Lyrielle steadied her healing arts, her hands trembling as she focused the fading green glow on the wound in her arm. The disintegration slowed—just barely—creeping instead of crawling, eating away at her flesh in millimeters instead of inches. It was enough. For now. She let her hands drop and settled into a battle stance, fists balled, knees bent, her body screaming in protest with every breath.
Silas watched her, his head tilted, his smile flickering with something that might have been genuine surprise. "You still want to fight?"

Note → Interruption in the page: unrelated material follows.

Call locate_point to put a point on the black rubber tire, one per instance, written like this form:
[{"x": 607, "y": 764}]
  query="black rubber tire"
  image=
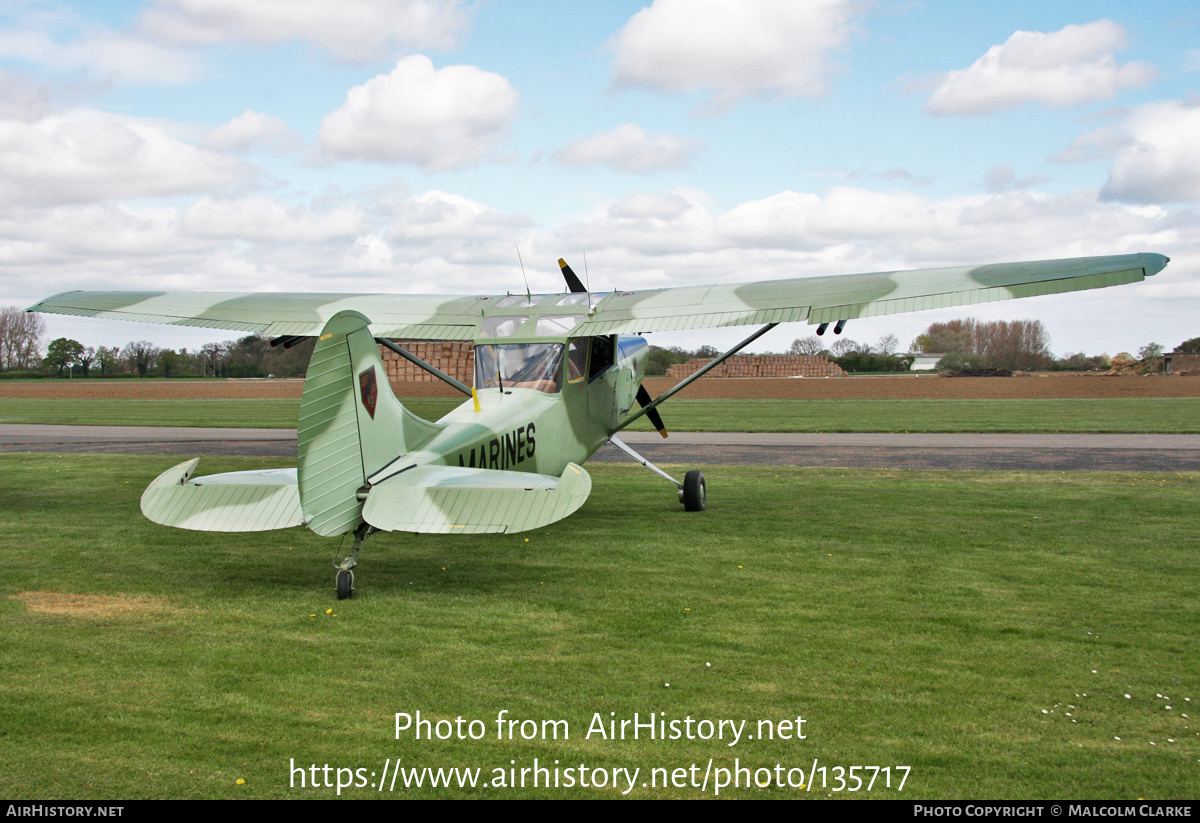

Her voice came out rough, but steady. "I'm still alive, aren't I?" She forced herself to straighten, to meet his gaze without flinching. "If I do recall, you said you'd kill me. But I'm still breathing. So of course, I'll fight."
Silas exhaled, a sound that might have been a laugh or might have been a sigh. "It's not going to be fun anymore." He gestured at her with Nithfang, the blade's green veins pulsing lazily. "You're weak now. So stop resisting, and I'll make it quick. Painless even."
Lyrielle spat blood onto the scorched earth between them. The taste of copper filled her mouth, sharp and familiar. "I appreciate the concern." She wiped her lips with the back of her hand, smearing red across her skin. "Trust me, I really do. But I still have to kill you." Her eyes found his, held them. "Since you're hell bent on harming those close to me."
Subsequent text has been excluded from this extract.